Loop to update table

  • Hello

    Let's say I have two variable or temp tables. Table1 contains a column of datetime and Table2 has two columns both are datetime. Column 1 in both tables match each other but I want to loop through and update Table2 column2 with the previous datetime from column1.

    So I would want something like this

    Table 1 Column 1 Table2 Column1 Column 2

    3/12/2009 07:00 3/12/2009 07:00

    3/12/2009 07:30 3/12/2009 07:30 3/12/2009 07:00

    3/12/2009 08:00 3/12/2009 08:00 3/12/2009 07:30

    3/12/2009 08:30 3/12/2009 08:30 3/12/2009 08:00

    3/12/2009 09:00 3/12/2009 09:00 3/12/2009 08:30

  • There are a number of solutions for something like this. Which one is best depends a lot on what the data means and what it's for.

    For example, if it's non-sequential in nature, you might need to update the second column in table 2 if a new row is entered with a date earlier than the current entry.

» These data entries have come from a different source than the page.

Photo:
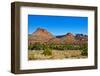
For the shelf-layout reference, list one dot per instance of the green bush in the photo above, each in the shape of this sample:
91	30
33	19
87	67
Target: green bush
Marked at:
30	47
84	52
47	50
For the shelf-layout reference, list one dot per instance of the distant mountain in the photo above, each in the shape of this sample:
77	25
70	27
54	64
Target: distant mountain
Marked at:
43	36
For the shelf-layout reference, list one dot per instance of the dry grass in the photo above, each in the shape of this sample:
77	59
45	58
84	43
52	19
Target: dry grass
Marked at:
37	55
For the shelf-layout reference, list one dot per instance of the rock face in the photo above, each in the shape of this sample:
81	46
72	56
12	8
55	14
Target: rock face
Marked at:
42	36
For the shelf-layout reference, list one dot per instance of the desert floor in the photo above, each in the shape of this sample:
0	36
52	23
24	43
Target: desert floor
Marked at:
38	55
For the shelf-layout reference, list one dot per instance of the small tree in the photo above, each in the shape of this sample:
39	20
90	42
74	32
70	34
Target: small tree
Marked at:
47	50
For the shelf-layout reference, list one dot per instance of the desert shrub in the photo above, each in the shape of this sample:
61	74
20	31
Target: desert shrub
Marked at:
30	47
37	46
70	47
31	57
47	50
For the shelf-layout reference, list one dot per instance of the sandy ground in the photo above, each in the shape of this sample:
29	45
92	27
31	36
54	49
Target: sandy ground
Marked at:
37	55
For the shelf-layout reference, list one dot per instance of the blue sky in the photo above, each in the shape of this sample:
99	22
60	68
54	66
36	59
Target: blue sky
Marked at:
58	25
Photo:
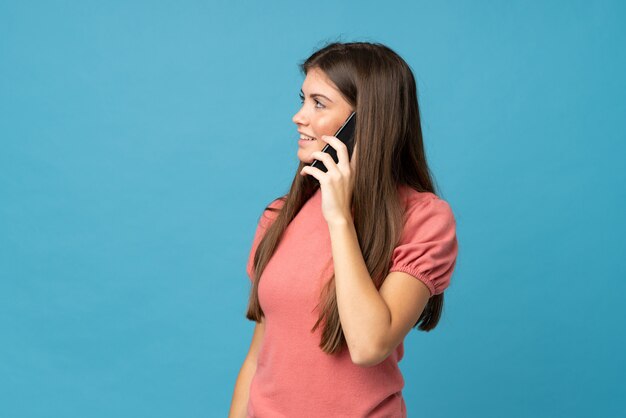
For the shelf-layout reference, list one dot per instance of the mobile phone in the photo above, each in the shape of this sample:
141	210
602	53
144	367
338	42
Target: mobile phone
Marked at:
346	135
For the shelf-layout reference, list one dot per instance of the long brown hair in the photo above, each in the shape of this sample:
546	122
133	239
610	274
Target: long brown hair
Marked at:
381	88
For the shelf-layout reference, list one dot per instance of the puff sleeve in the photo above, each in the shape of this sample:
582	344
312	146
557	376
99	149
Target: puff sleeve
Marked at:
428	247
265	221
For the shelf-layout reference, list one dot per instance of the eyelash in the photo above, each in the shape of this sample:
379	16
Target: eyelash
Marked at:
316	101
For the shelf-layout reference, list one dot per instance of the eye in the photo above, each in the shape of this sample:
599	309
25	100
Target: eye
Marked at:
317	102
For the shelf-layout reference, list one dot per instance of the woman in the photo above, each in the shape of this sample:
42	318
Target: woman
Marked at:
346	263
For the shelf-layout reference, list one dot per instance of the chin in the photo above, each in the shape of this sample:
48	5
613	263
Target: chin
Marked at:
305	157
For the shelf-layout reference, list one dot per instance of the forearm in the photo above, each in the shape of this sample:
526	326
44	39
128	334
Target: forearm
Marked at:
364	315
241	394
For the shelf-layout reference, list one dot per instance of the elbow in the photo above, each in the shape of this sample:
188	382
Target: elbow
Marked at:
367	357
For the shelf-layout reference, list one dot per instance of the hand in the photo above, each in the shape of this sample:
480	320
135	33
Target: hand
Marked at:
337	183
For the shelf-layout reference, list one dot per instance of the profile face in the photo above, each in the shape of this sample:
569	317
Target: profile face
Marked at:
323	112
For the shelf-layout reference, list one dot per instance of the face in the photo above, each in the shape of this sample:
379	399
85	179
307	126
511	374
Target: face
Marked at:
323	112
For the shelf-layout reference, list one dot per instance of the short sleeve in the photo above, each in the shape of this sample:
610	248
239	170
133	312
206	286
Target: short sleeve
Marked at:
265	221
428	247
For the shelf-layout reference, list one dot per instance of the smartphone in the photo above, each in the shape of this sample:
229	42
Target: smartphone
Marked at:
346	135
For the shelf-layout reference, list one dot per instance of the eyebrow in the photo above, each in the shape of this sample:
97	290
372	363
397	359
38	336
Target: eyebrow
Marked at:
317	95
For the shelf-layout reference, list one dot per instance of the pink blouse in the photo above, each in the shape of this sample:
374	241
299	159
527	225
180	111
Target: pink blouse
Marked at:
294	377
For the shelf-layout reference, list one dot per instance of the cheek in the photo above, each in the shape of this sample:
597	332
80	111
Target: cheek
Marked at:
323	126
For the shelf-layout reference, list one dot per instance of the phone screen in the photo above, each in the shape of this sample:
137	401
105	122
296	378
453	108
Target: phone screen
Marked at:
346	135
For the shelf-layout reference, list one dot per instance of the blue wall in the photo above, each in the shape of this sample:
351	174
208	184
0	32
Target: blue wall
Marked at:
131	137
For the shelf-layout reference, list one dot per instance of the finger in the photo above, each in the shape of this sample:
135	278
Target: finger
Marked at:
353	159
315	172
340	147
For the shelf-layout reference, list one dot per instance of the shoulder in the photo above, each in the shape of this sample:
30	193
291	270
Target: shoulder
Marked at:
271	211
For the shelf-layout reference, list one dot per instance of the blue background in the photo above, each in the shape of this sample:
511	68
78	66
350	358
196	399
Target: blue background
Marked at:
139	142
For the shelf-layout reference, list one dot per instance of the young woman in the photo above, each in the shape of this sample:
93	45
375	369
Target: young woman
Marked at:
346	263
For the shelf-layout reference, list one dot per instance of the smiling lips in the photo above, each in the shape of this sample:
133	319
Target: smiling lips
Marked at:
306	137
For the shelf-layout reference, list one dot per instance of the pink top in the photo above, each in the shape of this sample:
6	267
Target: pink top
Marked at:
294	377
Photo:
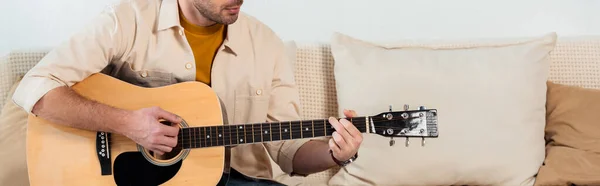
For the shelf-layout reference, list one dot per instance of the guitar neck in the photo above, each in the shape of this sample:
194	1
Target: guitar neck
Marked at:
230	135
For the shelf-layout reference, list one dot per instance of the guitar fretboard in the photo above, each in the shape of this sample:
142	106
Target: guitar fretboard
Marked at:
228	135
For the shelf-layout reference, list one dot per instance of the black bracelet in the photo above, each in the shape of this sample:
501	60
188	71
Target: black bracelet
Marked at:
343	163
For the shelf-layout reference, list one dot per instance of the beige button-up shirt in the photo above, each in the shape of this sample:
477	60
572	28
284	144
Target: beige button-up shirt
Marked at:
143	43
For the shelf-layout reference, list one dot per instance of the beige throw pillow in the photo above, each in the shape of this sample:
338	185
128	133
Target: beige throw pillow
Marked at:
13	128
573	134
490	96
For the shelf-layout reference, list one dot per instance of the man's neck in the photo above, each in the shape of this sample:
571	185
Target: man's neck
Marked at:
192	15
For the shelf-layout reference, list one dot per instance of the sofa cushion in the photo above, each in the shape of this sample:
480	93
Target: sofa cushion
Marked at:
573	135
490	96
13	128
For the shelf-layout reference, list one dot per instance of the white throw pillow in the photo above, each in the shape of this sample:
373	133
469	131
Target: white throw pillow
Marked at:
490	96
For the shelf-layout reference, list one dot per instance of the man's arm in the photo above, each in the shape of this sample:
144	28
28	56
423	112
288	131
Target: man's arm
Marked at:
314	156
304	156
45	89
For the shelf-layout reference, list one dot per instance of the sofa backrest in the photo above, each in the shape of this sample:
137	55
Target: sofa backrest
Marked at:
575	61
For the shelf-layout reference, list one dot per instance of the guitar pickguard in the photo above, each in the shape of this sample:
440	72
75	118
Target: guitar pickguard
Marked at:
131	168
103	152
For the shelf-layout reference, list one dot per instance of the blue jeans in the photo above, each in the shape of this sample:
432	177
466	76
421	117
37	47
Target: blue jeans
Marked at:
235	178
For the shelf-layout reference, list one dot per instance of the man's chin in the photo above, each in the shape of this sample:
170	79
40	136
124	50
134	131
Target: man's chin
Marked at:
230	19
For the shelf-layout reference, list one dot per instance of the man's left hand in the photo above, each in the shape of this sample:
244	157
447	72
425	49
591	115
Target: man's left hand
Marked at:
346	139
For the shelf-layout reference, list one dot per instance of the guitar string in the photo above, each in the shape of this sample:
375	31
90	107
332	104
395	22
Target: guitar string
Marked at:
188	140
296	123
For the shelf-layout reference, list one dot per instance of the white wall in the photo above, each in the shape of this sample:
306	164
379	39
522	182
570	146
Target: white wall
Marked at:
45	23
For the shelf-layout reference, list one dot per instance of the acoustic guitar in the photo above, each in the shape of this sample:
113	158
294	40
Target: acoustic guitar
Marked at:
60	155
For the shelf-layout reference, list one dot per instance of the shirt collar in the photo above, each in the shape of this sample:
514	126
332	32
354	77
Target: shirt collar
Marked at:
169	17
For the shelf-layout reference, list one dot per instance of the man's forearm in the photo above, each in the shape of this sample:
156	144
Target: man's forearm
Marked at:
313	157
64	106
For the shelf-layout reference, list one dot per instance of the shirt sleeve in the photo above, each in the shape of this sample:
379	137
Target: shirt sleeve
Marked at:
86	52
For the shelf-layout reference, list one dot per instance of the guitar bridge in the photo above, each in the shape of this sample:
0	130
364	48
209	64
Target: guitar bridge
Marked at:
103	152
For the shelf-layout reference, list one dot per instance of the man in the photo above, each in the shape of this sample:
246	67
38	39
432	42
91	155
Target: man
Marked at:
159	42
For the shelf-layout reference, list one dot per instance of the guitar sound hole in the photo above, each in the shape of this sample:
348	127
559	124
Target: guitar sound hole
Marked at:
166	156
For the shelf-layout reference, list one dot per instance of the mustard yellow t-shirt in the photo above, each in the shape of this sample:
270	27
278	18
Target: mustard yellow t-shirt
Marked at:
204	41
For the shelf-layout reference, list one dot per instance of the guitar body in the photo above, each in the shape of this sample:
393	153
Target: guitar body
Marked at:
61	155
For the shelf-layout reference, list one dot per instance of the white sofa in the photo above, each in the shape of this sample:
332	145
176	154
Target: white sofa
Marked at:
575	61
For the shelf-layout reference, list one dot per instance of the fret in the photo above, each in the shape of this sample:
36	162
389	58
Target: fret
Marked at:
226	135
180	139
199	141
276	131
306	130
320	130
205	143
266	132
286	133
256	132
296	129
211	136
328	128
240	134
313	127
249	137
192	141
233	134
214	135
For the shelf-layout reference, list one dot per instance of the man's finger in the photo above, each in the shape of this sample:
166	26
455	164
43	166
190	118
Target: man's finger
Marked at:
340	128
352	130
336	149
168	141
340	141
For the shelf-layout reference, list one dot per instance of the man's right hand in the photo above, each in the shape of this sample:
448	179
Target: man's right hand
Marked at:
144	128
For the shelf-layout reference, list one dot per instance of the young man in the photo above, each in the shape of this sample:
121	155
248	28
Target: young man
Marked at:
160	42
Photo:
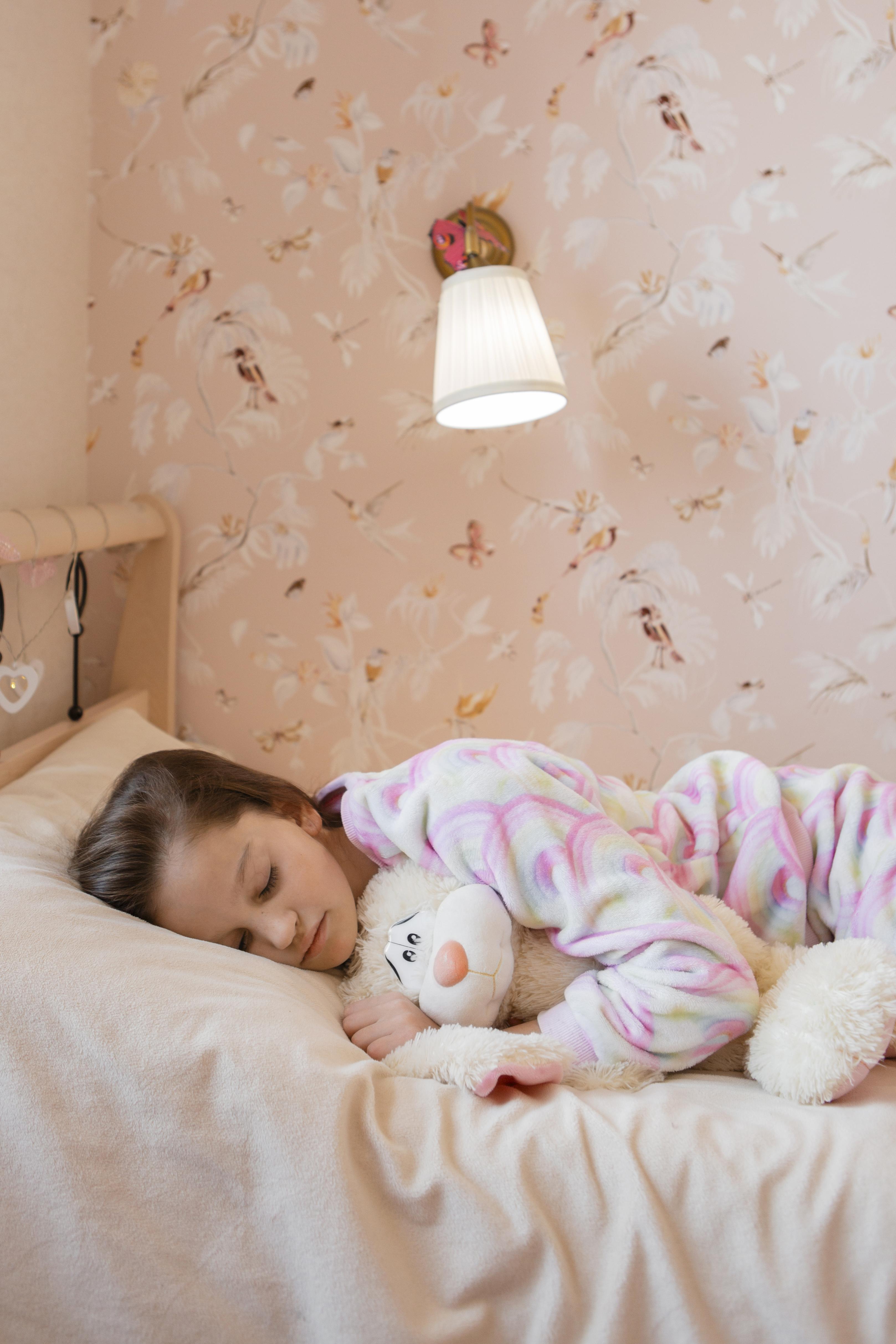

In that case, it might be better to not store it at all, and just include the calculation in a query.

    Can you give any data on what the dates are and how they are generated and used?

    - Gus "GSquared", RSVP, OODA, MAP, NMVP, FAQ, SAT, SQL, DNA, RNA, UOI, IOU, AM, PM, AD, BC, BCE, USA, UN, CF, ROFL, LOL, ETC
    Property of The Thread

    "Nobody knows the age of the human race, but everyone agrees it's old enough to know better." - Anon

  • GSquared (3/12/2009)


    There are a number of solutions for something like this. Which one is best depends a lot on what the data means and what it's for.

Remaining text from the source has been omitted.